Rabu, 27 Februari 2019

Pencitraan

"MERAKYAT, jujur dan amanah", begitu tulisan yang terpampang pada baliho di perempatan jalan. Ada wajah dengan berhiaskan senyum pada baliho yang sama. Intinya, dia ini sedang memperkenalkan diri. Sekaligus mencitrakan diri sebagaimana ia ungkap dalam kata 'merakyat, jujur dan amanah' itu. Apakah dalam keseharian sosok itu betul begitu? Ataukah itu hanya rayuan (gombal) agar terpilih sebagai anu. Setelah itu ia terkutuk sebagai kacang yang lupa kulitnya?

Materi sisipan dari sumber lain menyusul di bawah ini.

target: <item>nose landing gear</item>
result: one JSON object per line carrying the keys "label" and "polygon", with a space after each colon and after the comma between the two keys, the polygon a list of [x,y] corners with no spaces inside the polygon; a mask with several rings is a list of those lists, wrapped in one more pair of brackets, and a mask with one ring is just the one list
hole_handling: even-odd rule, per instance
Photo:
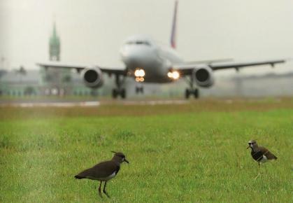
{"label": "nose landing gear", "polygon": [[196,88],[194,88],[194,80],[192,76],[190,76],[190,80],[187,80],[187,83],[190,85],[190,88],[185,90],[185,98],[190,98],[190,94],[193,94],[195,99],[199,97],[199,90]]}
{"label": "nose landing gear", "polygon": [[124,80],[125,77],[123,77],[123,79],[121,80],[119,75],[115,75],[115,83],[117,88],[112,90],[112,97],[113,99],[117,99],[118,96],[120,96],[122,99],[126,98],[126,90],[124,88],[122,88]]}
{"label": "nose landing gear", "polygon": [[136,92],[136,94],[139,94],[140,92],[143,94],[143,86],[141,86],[141,87],[136,86],[136,88],[135,88],[135,92]]}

Betapa banyak kini sosok begitu itu. Tradisi lima tahunan. Menjual citra palsu, menjual janji yang juga palsu. Tentu tidak semua begitu. Namun, dalam kontestasi banyak-banyakan pemilih agar jadi, selalu saja ada langkah yang ditempuh laiknya penjual kecap. Dalam 'jualan' macam itu, ia membutuhkan timses. Membutuhkan konsultan. Nah, polesan-polesan (oleh timses dan konsultan?) agar tampak lebih yes itulah pencitraan.

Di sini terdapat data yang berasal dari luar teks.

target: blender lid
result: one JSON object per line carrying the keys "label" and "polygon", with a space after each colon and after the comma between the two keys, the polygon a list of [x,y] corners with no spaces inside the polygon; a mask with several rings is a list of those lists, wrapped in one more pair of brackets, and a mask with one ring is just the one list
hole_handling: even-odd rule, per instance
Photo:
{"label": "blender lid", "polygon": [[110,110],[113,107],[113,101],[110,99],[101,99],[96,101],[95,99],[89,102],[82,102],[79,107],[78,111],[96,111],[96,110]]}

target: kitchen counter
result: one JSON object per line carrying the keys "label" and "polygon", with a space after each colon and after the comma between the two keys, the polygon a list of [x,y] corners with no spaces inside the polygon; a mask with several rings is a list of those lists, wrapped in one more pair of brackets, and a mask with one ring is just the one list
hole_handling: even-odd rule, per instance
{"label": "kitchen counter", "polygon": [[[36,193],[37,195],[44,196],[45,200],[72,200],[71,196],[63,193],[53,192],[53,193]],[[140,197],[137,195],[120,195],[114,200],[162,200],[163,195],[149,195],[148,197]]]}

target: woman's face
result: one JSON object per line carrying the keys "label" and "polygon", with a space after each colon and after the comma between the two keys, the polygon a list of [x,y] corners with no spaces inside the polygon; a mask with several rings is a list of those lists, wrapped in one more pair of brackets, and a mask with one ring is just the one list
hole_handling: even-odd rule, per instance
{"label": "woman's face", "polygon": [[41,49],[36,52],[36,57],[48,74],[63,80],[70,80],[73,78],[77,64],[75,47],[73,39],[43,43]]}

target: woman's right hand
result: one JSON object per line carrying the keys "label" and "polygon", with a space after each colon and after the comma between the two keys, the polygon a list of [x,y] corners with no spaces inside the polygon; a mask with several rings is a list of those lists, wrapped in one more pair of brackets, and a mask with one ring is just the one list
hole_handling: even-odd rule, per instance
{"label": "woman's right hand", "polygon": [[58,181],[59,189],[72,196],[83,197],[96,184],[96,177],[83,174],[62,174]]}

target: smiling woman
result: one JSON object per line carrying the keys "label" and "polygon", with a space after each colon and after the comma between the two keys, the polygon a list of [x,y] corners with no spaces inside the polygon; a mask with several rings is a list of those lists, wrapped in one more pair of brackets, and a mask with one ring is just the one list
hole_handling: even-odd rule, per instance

Apakah hanya para mereka itu yang sering (atau selalu?) memakai jalan pencitraan? Sepertinya tidak.

Kita (eh saya ding!), pun sering berlaku begitu. Di medsos, misalnya. Untuk apa, coba, saya menulis status kalimat bijak dengan menukil quote-quote orang-orang hebat? Tentu agar orang menilai saya ini 'bijak'. Pun demikian saat saya menulis status lucu, upload foto dengan pose tertawa padahal hati nelangsa dsb, dst.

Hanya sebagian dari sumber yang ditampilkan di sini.